Per gli stessi motivi è stata escluso l’EFFETTO DIRETTO ORIZZONTALE, cioè il singolo
non può far vale le norme contro i privati.
La Corte Costituzionale ha ritenuto che in caso di contrasto prevale la direttiva self
executing su quella nazionale. ESEMPIO: al contribuente a cui sia richiesto di pagar un
tributo che è previsto dalla norma nazionale, ma non più dalla direttiva comunitaria
potrà impegnare la norma di fronte al giudice nazionale, che no dovrà chiedere
l’intervento della Corte costituzionale, ma deve direttamente disapplicare la norma
nazionale.
I REGOLAMENTI hanno portata precettiva generale; sono obbligatori in tutti i loro
elementi; sono direttamente applicabili in tutti gli stati membri; prevalgono
direttamente sulla legislazione ordinaria anteriore e posteriore.

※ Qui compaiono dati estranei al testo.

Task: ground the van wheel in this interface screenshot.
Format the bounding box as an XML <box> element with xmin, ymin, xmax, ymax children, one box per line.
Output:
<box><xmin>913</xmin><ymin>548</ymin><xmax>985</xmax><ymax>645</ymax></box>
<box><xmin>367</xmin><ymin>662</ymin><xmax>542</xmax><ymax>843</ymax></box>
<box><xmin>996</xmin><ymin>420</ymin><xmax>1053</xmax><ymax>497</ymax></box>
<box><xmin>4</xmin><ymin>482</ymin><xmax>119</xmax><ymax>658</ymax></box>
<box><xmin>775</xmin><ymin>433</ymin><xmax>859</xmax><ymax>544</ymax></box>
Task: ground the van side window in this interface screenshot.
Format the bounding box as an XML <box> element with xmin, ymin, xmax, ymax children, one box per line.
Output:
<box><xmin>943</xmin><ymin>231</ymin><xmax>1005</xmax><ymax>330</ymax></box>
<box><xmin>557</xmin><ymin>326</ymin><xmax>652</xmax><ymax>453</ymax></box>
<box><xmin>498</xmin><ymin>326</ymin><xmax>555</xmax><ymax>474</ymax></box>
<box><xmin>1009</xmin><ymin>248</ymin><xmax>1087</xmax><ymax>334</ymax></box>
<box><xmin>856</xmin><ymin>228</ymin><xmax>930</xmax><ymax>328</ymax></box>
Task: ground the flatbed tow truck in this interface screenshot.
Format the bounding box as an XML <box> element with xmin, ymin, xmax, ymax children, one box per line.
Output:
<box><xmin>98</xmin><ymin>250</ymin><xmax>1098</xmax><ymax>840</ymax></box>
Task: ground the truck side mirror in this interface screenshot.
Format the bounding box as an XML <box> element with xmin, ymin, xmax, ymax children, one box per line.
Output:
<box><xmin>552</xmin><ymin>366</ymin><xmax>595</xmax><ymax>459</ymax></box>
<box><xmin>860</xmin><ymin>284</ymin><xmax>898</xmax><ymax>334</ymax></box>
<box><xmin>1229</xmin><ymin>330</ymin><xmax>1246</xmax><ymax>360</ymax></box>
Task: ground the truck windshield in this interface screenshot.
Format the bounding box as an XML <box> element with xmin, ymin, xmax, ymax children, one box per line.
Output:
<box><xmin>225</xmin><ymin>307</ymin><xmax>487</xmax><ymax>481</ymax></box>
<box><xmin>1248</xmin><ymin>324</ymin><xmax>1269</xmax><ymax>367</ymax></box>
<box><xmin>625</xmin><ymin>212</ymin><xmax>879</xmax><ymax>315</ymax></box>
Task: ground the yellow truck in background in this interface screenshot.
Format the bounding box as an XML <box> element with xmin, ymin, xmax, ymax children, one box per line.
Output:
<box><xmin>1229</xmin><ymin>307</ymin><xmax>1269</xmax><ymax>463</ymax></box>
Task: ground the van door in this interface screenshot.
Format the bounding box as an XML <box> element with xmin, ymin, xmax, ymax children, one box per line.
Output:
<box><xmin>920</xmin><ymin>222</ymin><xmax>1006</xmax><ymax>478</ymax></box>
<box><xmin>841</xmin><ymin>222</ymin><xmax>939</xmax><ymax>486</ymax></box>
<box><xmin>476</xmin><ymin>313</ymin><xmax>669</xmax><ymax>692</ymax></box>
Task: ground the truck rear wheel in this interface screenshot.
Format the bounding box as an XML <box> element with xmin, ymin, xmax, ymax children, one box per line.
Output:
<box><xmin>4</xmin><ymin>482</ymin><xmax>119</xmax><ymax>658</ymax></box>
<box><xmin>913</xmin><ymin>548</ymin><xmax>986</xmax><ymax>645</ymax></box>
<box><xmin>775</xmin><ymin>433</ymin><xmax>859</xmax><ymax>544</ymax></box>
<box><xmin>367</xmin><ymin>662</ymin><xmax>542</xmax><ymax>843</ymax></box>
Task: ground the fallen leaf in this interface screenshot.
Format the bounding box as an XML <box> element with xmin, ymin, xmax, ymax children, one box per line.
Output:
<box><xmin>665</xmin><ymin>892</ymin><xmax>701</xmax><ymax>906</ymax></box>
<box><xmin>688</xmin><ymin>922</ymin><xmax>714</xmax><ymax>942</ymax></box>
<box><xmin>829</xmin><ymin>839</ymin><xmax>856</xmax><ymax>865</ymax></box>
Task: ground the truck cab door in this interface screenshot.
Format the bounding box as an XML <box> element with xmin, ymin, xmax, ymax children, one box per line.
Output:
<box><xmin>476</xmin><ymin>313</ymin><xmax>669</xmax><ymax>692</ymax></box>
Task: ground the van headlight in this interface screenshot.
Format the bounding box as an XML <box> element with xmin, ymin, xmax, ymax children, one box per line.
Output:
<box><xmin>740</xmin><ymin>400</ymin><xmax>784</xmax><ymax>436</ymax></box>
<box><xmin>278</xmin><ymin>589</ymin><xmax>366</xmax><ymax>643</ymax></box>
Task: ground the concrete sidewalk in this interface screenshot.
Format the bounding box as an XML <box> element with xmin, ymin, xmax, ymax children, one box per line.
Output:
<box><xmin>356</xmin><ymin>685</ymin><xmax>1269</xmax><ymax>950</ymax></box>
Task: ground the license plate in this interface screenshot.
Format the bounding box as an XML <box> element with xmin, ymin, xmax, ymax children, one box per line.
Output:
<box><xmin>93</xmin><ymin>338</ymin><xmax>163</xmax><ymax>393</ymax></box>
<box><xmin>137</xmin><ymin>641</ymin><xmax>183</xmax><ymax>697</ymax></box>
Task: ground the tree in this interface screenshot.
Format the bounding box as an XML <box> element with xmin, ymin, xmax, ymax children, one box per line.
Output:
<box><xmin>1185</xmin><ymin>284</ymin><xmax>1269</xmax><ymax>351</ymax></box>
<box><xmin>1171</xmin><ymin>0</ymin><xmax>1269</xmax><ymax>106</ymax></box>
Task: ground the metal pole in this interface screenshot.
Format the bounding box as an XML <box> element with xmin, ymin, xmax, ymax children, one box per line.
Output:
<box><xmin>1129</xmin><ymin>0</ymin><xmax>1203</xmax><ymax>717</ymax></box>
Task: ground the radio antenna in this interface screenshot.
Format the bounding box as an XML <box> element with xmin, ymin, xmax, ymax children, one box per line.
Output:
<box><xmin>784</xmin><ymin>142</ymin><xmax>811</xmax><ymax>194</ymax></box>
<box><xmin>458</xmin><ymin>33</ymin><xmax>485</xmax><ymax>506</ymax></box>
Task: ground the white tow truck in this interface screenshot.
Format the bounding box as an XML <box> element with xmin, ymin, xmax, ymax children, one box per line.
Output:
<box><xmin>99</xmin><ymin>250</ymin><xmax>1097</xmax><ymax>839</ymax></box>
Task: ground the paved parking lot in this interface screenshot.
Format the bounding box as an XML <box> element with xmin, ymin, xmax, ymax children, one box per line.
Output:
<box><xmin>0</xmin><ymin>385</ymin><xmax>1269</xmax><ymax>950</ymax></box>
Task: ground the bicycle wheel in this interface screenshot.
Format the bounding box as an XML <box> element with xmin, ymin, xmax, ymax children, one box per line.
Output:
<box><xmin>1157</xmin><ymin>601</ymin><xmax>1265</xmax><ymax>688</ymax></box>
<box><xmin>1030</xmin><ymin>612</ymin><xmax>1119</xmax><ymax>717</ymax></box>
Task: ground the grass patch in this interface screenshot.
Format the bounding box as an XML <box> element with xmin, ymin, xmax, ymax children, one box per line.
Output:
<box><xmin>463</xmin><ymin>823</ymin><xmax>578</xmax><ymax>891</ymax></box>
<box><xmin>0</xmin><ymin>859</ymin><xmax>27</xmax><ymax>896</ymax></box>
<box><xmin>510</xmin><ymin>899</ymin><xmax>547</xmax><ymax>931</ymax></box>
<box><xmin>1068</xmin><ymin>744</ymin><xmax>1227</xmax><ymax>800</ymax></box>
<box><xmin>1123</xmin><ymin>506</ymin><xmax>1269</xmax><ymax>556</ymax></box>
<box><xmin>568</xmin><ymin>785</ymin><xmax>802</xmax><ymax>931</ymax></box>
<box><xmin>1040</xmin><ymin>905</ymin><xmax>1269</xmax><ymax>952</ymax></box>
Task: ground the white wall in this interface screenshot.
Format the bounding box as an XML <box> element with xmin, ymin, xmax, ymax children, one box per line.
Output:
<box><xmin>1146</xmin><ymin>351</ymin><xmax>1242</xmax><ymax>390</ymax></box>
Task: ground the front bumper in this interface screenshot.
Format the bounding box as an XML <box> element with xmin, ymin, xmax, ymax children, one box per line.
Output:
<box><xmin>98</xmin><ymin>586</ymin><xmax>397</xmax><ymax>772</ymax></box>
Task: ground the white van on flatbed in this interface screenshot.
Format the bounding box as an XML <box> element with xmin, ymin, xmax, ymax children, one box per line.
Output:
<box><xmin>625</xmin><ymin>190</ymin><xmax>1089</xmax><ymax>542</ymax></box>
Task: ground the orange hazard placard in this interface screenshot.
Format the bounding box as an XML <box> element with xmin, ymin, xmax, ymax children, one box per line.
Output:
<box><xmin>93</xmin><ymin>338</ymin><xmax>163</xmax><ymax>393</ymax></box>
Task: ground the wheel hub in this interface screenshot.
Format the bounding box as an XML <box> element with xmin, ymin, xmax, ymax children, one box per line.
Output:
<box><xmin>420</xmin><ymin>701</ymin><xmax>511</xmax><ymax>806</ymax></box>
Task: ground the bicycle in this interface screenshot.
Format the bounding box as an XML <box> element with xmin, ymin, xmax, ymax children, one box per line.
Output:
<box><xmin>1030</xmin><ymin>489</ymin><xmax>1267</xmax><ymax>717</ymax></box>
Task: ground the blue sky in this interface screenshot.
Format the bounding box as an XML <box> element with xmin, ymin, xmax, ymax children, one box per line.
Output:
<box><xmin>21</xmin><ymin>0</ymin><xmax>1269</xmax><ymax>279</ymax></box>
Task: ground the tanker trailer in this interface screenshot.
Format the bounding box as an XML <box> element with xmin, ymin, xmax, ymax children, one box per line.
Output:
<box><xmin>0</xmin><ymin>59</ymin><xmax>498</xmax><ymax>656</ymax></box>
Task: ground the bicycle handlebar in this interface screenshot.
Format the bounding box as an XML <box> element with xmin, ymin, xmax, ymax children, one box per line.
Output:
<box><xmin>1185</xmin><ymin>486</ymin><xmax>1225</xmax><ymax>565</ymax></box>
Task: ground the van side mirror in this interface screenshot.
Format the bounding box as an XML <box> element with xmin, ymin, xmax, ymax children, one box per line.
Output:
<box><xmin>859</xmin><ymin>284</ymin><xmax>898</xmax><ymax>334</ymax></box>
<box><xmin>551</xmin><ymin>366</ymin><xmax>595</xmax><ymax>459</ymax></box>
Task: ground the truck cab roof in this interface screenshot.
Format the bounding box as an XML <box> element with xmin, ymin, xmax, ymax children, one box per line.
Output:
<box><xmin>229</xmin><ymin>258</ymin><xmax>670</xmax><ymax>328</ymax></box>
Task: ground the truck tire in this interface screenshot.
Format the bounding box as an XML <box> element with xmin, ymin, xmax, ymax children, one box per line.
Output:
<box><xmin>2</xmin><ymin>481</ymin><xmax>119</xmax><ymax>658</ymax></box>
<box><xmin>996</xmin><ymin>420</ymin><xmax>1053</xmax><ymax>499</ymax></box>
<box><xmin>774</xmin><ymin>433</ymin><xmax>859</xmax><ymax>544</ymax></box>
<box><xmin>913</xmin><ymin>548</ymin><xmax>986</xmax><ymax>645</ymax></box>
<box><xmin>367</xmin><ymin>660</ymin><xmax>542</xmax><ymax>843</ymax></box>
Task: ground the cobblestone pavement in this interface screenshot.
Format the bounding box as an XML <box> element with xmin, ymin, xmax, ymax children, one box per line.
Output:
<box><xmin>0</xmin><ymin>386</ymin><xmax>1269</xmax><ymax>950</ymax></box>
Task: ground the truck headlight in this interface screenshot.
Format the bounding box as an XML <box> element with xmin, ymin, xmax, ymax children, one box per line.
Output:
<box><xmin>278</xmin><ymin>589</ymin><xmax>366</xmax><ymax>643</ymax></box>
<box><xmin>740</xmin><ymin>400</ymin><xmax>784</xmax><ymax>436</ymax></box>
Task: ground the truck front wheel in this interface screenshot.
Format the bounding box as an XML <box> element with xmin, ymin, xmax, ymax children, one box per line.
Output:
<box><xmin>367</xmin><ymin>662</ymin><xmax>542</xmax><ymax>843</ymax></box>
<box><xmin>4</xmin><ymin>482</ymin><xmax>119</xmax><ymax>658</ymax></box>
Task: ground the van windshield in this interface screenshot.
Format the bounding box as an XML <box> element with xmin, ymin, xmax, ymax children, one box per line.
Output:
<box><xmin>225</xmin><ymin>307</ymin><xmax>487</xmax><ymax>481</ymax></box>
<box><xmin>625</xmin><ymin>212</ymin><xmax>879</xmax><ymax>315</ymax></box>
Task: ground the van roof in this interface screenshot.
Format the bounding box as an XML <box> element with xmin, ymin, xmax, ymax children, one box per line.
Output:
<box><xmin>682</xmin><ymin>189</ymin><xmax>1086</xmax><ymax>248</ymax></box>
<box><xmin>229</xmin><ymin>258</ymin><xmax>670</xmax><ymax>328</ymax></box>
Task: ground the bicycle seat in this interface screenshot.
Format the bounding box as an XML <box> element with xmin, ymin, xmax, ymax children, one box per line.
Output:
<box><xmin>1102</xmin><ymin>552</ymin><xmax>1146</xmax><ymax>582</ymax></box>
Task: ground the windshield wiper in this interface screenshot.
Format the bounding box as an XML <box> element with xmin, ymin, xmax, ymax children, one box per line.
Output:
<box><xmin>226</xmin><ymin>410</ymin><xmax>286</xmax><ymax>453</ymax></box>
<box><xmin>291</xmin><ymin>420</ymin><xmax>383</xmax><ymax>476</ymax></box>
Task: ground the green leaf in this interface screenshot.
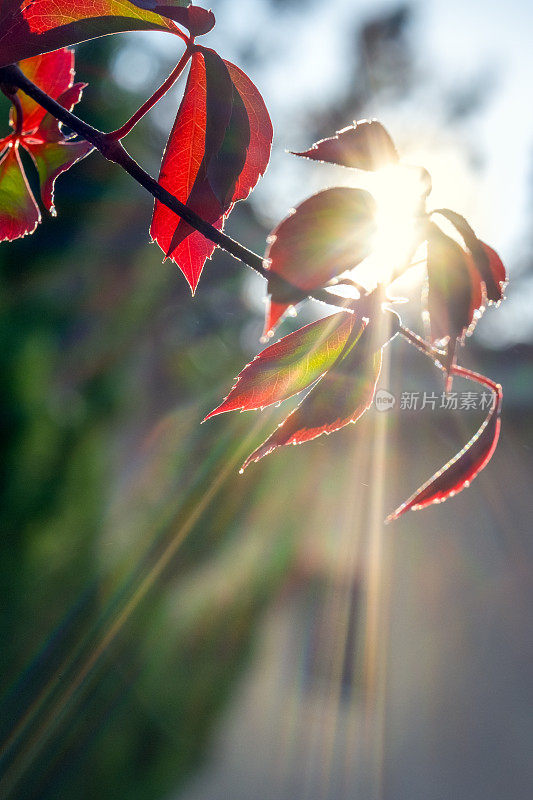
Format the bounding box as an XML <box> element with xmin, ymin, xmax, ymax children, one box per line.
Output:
<box><xmin>0</xmin><ymin>146</ymin><xmax>41</xmax><ymax>242</ymax></box>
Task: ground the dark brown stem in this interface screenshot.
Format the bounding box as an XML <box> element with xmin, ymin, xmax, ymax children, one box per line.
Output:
<box><xmin>399</xmin><ymin>325</ymin><xmax>446</xmax><ymax>372</ymax></box>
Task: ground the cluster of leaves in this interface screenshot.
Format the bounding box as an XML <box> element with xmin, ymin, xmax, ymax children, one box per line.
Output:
<box><xmin>208</xmin><ymin>120</ymin><xmax>507</xmax><ymax>520</ymax></box>
<box><xmin>0</xmin><ymin>0</ymin><xmax>507</xmax><ymax>518</ymax></box>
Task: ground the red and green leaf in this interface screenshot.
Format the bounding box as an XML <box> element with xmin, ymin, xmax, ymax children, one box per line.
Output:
<box><xmin>25</xmin><ymin>141</ymin><xmax>93</xmax><ymax>216</ymax></box>
<box><xmin>0</xmin><ymin>0</ymin><xmax>179</xmax><ymax>67</ymax></box>
<box><xmin>293</xmin><ymin>119</ymin><xmax>398</xmax><ymax>170</ymax></box>
<box><xmin>241</xmin><ymin>323</ymin><xmax>381</xmax><ymax>472</ymax></box>
<box><xmin>386</xmin><ymin>366</ymin><xmax>502</xmax><ymax>522</ymax></box>
<box><xmin>136</xmin><ymin>0</ymin><xmax>215</xmax><ymax>36</ymax></box>
<box><xmin>204</xmin><ymin>312</ymin><xmax>355</xmax><ymax>421</ymax></box>
<box><xmin>10</xmin><ymin>48</ymin><xmax>74</xmax><ymax>133</ymax></box>
<box><xmin>150</xmin><ymin>48</ymin><xmax>272</xmax><ymax>293</ymax></box>
<box><xmin>427</xmin><ymin>222</ymin><xmax>479</xmax><ymax>342</ymax></box>
<box><xmin>265</xmin><ymin>187</ymin><xmax>376</xmax><ymax>332</ymax></box>
<box><xmin>0</xmin><ymin>145</ymin><xmax>41</xmax><ymax>242</ymax></box>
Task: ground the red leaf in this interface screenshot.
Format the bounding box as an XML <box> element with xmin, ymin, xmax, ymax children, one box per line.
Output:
<box><xmin>151</xmin><ymin>48</ymin><xmax>272</xmax><ymax>294</ymax></box>
<box><xmin>481</xmin><ymin>242</ymin><xmax>508</xmax><ymax>303</ymax></box>
<box><xmin>152</xmin><ymin>2</ymin><xmax>215</xmax><ymax>36</ymax></box>
<box><xmin>241</xmin><ymin>323</ymin><xmax>381</xmax><ymax>472</ymax></box>
<box><xmin>433</xmin><ymin>208</ymin><xmax>507</xmax><ymax>303</ymax></box>
<box><xmin>12</xmin><ymin>48</ymin><xmax>74</xmax><ymax>133</ymax></box>
<box><xmin>204</xmin><ymin>312</ymin><xmax>354</xmax><ymax>421</ymax></box>
<box><xmin>265</xmin><ymin>187</ymin><xmax>375</xmax><ymax>332</ymax></box>
<box><xmin>24</xmin><ymin>141</ymin><xmax>93</xmax><ymax>216</ymax></box>
<box><xmin>0</xmin><ymin>145</ymin><xmax>41</xmax><ymax>242</ymax></box>
<box><xmin>0</xmin><ymin>0</ymin><xmax>177</xmax><ymax>67</ymax></box>
<box><xmin>386</xmin><ymin>366</ymin><xmax>502</xmax><ymax>522</ymax></box>
<box><xmin>427</xmin><ymin>222</ymin><xmax>472</xmax><ymax>342</ymax></box>
<box><xmin>293</xmin><ymin>119</ymin><xmax>398</xmax><ymax>170</ymax></box>
<box><xmin>150</xmin><ymin>51</ymin><xmax>232</xmax><ymax>294</ymax></box>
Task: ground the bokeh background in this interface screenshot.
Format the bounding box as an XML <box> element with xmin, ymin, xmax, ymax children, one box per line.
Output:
<box><xmin>0</xmin><ymin>0</ymin><xmax>533</xmax><ymax>800</ymax></box>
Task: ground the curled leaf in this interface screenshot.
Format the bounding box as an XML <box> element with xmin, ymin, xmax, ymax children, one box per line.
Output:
<box><xmin>433</xmin><ymin>208</ymin><xmax>507</xmax><ymax>303</ymax></box>
<box><xmin>427</xmin><ymin>222</ymin><xmax>472</xmax><ymax>342</ymax></box>
<box><xmin>386</xmin><ymin>367</ymin><xmax>502</xmax><ymax>522</ymax></box>
<box><xmin>152</xmin><ymin>1</ymin><xmax>215</xmax><ymax>36</ymax></box>
<box><xmin>293</xmin><ymin>119</ymin><xmax>398</xmax><ymax>170</ymax></box>
<box><xmin>241</xmin><ymin>323</ymin><xmax>381</xmax><ymax>472</ymax></box>
<box><xmin>150</xmin><ymin>48</ymin><xmax>272</xmax><ymax>293</ymax></box>
<box><xmin>204</xmin><ymin>312</ymin><xmax>355</xmax><ymax>421</ymax></box>
<box><xmin>265</xmin><ymin>187</ymin><xmax>376</xmax><ymax>331</ymax></box>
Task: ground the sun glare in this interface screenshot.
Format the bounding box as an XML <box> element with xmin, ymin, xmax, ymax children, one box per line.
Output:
<box><xmin>369</xmin><ymin>166</ymin><xmax>429</xmax><ymax>283</ymax></box>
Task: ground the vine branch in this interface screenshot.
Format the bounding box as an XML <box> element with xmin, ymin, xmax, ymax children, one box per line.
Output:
<box><xmin>0</xmin><ymin>61</ymin><xmax>358</xmax><ymax>311</ymax></box>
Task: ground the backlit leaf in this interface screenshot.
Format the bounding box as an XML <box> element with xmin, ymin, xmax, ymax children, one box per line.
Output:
<box><xmin>0</xmin><ymin>0</ymin><xmax>179</xmax><ymax>67</ymax></box>
<box><xmin>293</xmin><ymin>119</ymin><xmax>398</xmax><ymax>170</ymax></box>
<box><xmin>0</xmin><ymin>146</ymin><xmax>41</xmax><ymax>242</ymax></box>
<box><xmin>433</xmin><ymin>208</ymin><xmax>507</xmax><ymax>303</ymax></box>
<box><xmin>11</xmin><ymin>48</ymin><xmax>74</xmax><ymax>133</ymax></box>
<box><xmin>151</xmin><ymin>48</ymin><xmax>272</xmax><ymax>293</ymax></box>
<box><xmin>386</xmin><ymin>368</ymin><xmax>502</xmax><ymax>522</ymax></box>
<box><xmin>265</xmin><ymin>187</ymin><xmax>376</xmax><ymax>331</ymax></box>
<box><xmin>427</xmin><ymin>222</ymin><xmax>475</xmax><ymax>342</ymax></box>
<box><xmin>241</xmin><ymin>323</ymin><xmax>381</xmax><ymax>472</ymax></box>
<box><xmin>26</xmin><ymin>141</ymin><xmax>93</xmax><ymax>215</ymax></box>
<box><xmin>206</xmin><ymin>312</ymin><xmax>355</xmax><ymax>419</ymax></box>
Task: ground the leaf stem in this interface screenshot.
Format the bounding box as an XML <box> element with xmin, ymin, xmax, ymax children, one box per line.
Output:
<box><xmin>106</xmin><ymin>42</ymin><xmax>193</xmax><ymax>141</ymax></box>
<box><xmin>399</xmin><ymin>325</ymin><xmax>444</xmax><ymax>372</ymax></box>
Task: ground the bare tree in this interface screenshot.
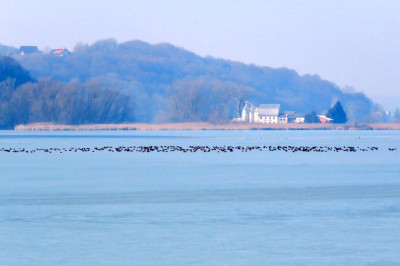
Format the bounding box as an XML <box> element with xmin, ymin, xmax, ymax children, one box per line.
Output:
<box><xmin>230</xmin><ymin>85</ymin><xmax>252</xmax><ymax>117</ymax></box>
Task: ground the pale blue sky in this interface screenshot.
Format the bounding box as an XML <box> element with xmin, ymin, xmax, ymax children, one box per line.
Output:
<box><xmin>0</xmin><ymin>0</ymin><xmax>400</xmax><ymax>109</ymax></box>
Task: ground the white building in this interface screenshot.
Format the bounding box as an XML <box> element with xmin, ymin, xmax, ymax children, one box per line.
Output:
<box><xmin>239</xmin><ymin>102</ymin><xmax>304</xmax><ymax>124</ymax></box>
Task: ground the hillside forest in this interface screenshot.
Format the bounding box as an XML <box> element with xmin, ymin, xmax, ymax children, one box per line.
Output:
<box><xmin>0</xmin><ymin>39</ymin><xmax>386</xmax><ymax>128</ymax></box>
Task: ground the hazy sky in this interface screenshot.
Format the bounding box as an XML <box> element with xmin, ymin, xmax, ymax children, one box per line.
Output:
<box><xmin>0</xmin><ymin>0</ymin><xmax>400</xmax><ymax>108</ymax></box>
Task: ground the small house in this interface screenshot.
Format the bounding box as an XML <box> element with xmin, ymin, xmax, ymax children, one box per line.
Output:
<box><xmin>317</xmin><ymin>115</ymin><xmax>333</xmax><ymax>123</ymax></box>
<box><xmin>50</xmin><ymin>47</ymin><xmax>71</xmax><ymax>56</ymax></box>
<box><xmin>19</xmin><ymin>46</ymin><xmax>39</xmax><ymax>55</ymax></box>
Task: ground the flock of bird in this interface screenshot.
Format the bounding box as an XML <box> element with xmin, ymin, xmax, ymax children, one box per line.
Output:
<box><xmin>0</xmin><ymin>145</ymin><xmax>396</xmax><ymax>153</ymax></box>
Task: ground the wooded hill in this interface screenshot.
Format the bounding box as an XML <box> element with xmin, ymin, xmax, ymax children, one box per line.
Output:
<box><xmin>0</xmin><ymin>39</ymin><xmax>381</xmax><ymax>122</ymax></box>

La differenza fra i regolamenti e le direttive self executing è che le prime sono
applicate direttamente ed automaticamente con effetto erga omnes anche se in
contrasto con la norma interna; le seconde sono attuate necessariamente dopo
l’intervento di un giudice nazionale, il cui pronunciamento deve avvenire sul caso
concreto.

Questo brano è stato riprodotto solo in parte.